My Lifelong Ambition

I've been learning for data science since I went to Soochow University and majored in Big Data Management in 2017. From freshman year to junior year, I had advanced my skills of programming, data fetching, data mining, EDA (Exploratory Data Analysis) and data analysis by engaging tons of project development and internship. Although I had quite a lot of practical experience, I had not worked in ecstasy on any project until I worked on a face analysis project of Cathay Life Insurance in the summer of my junior year.

This project is about predicting one’s BMI from one’s face image. And I had lots of fun in image-pipeline and designing how to extract and compute the face features of the face images. To me, dealing with image data is much more interesting than processing numeric or text data.

In the next three years, I hope I can improve my skill of computer vision and not just focus on static image. My short-term goal is to build a system that can edit a video automatically and I will choose Vlog type of video on YouTube as my data source first.

With the rapid development of network and technology, our lives are full of information. And the ample information is no longer just structured data, but unstructured data such like video and audio. Since I believe the proportion of unstructured data will dramatically increase in the future, especially video and film data.
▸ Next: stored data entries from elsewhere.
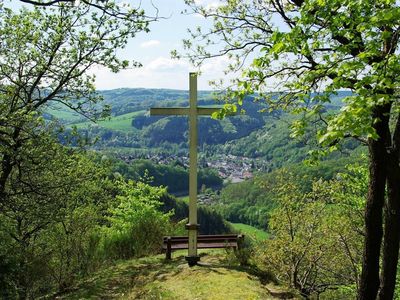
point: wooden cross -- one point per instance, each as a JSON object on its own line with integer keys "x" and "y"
{"x": 192, "y": 111}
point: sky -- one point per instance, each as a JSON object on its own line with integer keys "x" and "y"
{"x": 153, "y": 51}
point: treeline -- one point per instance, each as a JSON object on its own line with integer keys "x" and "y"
{"x": 251, "y": 201}
{"x": 174, "y": 176}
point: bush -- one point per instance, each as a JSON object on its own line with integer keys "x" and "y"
{"x": 136, "y": 226}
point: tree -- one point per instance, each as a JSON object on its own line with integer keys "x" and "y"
{"x": 308, "y": 50}
{"x": 316, "y": 236}
{"x": 45, "y": 56}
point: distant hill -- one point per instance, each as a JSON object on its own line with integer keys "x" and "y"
{"x": 132, "y": 130}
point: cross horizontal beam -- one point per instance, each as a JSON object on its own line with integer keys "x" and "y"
{"x": 201, "y": 111}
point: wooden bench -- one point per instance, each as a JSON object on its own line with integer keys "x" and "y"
{"x": 171, "y": 243}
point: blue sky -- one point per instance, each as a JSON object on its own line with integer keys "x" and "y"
{"x": 153, "y": 51}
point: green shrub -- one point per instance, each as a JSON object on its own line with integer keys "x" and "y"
{"x": 136, "y": 226}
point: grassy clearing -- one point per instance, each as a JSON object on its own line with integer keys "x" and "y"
{"x": 122, "y": 122}
{"x": 255, "y": 233}
{"x": 155, "y": 278}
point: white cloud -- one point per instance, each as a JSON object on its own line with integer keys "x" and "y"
{"x": 208, "y": 4}
{"x": 163, "y": 64}
{"x": 149, "y": 44}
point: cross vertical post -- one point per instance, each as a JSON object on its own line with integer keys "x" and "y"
{"x": 192, "y": 226}
{"x": 193, "y": 111}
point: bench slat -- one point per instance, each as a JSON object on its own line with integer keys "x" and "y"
{"x": 171, "y": 243}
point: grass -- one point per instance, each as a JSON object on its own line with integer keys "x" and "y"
{"x": 155, "y": 278}
{"x": 250, "y": 231}
{"x": 122, "y": 122}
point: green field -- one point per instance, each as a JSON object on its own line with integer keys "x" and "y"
{"x": 65, "y": 114}
{"x": 250, "y": 231}
{"x": 122, "y": 122}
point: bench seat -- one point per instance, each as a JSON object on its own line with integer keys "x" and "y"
{"x": 171, "y": 243}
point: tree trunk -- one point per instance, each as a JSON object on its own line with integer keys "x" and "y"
{"x": 392, "y": 220}
{"x": 369, "y": 281}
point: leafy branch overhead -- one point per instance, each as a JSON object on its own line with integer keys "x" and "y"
{"x": 296, "y": 55}
{"x": 48, "y": 56}
{"x": 307, "y": 50}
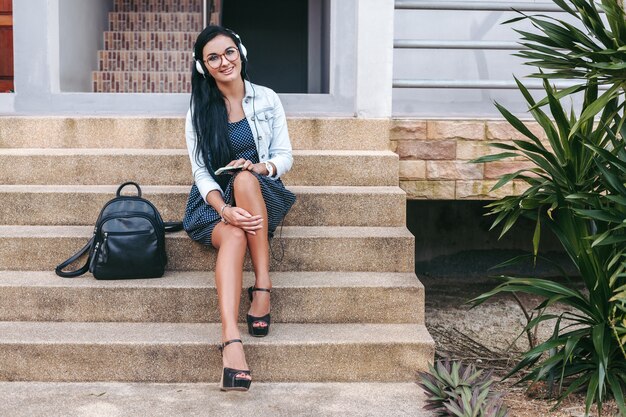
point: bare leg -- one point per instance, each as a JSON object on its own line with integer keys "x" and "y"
{"x": 248, "y": 196}
{"x": 231, "y": 244}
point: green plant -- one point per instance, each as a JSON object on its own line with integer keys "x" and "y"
{"x": 456, "y": 390}
{"x": 576, "y": 188}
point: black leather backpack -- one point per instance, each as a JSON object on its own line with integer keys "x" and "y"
{"x": 128, "y": 241}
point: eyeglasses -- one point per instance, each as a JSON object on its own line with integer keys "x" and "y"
{"x": 215, "y": 60}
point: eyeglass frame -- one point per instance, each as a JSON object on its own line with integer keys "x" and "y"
{"x": 223, "y": 56}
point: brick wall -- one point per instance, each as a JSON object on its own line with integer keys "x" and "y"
{"x": 435, "y": 155}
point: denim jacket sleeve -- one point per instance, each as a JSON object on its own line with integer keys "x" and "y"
{"x": 279, "y": 146}
{"x": 201, "y": 175}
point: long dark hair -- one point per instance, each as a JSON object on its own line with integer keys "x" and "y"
{"x": 208, "y": 110}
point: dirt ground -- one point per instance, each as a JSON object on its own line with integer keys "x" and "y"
{"x": 488, "y": 334}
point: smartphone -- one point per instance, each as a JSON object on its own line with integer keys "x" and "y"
{"x": 227, "y": 170}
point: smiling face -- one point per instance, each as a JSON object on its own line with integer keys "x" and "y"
{"x": 216, "y": 54}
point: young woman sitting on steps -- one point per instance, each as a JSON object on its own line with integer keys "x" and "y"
{"x": 234, "y": 123}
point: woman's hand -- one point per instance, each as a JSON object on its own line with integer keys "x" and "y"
{"x": 249, "y": 166}
{"x": 240, "y": 218}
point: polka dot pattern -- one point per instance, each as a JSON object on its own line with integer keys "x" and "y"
{"x": 200, "y": 218}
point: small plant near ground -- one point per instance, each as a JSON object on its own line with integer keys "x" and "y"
{"x": 457, "y": 390}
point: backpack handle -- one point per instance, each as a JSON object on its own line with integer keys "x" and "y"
{"x": 119, "y": 190}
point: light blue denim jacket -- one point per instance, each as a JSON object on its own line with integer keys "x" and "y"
{"x": 266, "y": 117}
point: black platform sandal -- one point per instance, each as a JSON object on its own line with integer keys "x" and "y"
{"x": 258, "y": 331}
{"x": 233, "y": 379}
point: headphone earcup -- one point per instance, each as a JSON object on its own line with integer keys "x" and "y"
{"x": 244, "y": 51}
{"x": 199, "y": 67}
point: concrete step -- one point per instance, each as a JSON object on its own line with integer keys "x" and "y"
{"x": 21, "y": 166}
{"x": 150, "y": 61}
{"x": 166, "y": 352}
{"x": 155, "y": 22}
{"x": 107, "y": 399}
{"x": 162, "y": 6}
{"x": 146, "y": 41}
{"x": 141, "y": 82}
{"x": 168, "y": 132}
{"x": 303, "y": 297}
{"x": 315, "y": 206}
{"x": 388, "y": 249}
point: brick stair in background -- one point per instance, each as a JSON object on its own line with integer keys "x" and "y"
{"x": 347, "y": 308}
{"x": 147, "y": 48}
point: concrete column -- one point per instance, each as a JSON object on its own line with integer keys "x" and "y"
{"x": 374, "y": 58}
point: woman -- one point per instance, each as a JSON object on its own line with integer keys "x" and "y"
{"x": 236, "y": 124}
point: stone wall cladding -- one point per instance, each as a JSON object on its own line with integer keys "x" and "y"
{"x": 435, "y": 158}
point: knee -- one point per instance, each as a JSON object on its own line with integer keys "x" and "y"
{"x": 235, "y": 236}
{"x": 245, "y": 181}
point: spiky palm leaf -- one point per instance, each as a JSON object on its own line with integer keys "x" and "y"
{"x": 577, "y": 189}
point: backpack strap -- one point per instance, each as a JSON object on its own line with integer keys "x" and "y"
{"x": 71, "y": 274}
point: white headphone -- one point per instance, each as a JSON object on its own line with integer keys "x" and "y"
{"x": 240, "y": 46}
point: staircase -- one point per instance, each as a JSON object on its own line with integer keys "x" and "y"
{"x": 148, "y": 47}
{"x": 347, "y": 309}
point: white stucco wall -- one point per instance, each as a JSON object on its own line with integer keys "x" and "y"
{"x": 45, "y": 66}
{"x": 375, "y": 58}
{"x": 81, "y": 24}
{"x": 459, "y": 64}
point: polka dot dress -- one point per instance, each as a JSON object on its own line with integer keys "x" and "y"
{"x": 201, "y": 218}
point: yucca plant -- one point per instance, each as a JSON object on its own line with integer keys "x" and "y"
{"x": 576, "y": 189}
{"x": 457, "y": 390}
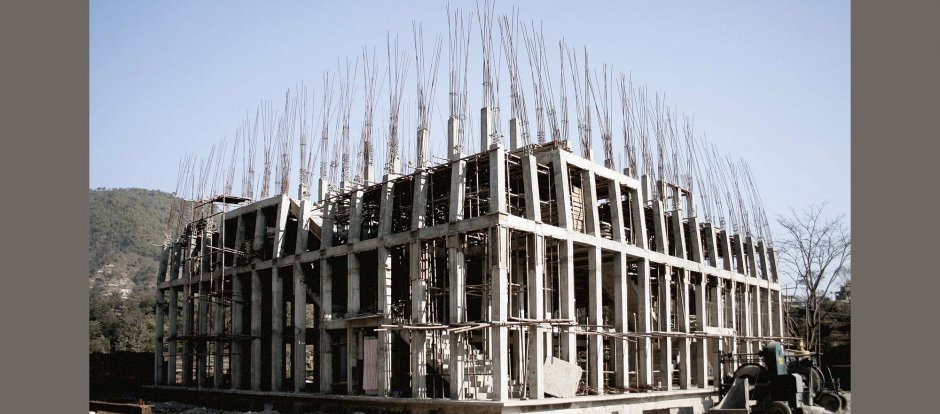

I hope I can contribute to the innovation of data science and computer vision in my future career.

Current Achievement

Face Analysis Project in junior 2020

The way to extraordinary

Mathematics

2020 Jun - 2020 Dec

A great benefit that Linear Algebra provides to computer vision is that Linear Algebra algorithms usually provide improved efficiency over other algorithms. And lots of programming packing is based on array operation. Additionally, Calculus and Trigonometry are also important for computer vision. They play vital parts of computing the depth, color and light in the image data.

Be Familiar With Algorithms

2021 Jan - 2021 Jul

CNN & RNN - Convolutional Neural Network is good at processing spatially continuous data, such as image recognition. Recurrent Neural Network is suitable for processing data with time series and semantic structure, such as analyzing the content described in the article. In my opinion, it is possible to use both of algorithm in video analysis. A video is a time series and continuous image data, and the people or sound in the video will affect the main content of each video.

LSTM - Long Short-Term Memory

YOLO – You Only Look Once

Module Develop Project - Face & Sound

2021 Jul - 2021 Dec

My short-term goal is to build a system that can edit a Vlog video automatically.

The key point of a Vlog is - Person. Therefore, I am going to build a module that can recognize the people appear in the video and mapping their face with their voice.

The module will separate the human voice and the background music. Short-Time Fourier Transform and RNN method will be the base training method for analyzing human voice. And CNN will be the base rule for human face recognition.

Module Develop Project - Video SLICE Cutter

2022 Jan - 2022 Dec

The main idea of this module is to cut the entire video into different types of SLICE and analyze the attributes of each SLICE. In my opinion, there are four classes of snippet in Vlog video.

1. CHARACTER – the clip that is focus on character of a video

2. OBJECT – the clip that is focus on objects, like foods or product.

3. CHARACTER、OBJECT – the clip that is focus on the interaction of people and objects

4. SCENERY – the clip that is focus on scenery. In the other words, this type of SLICE is few of people or objects.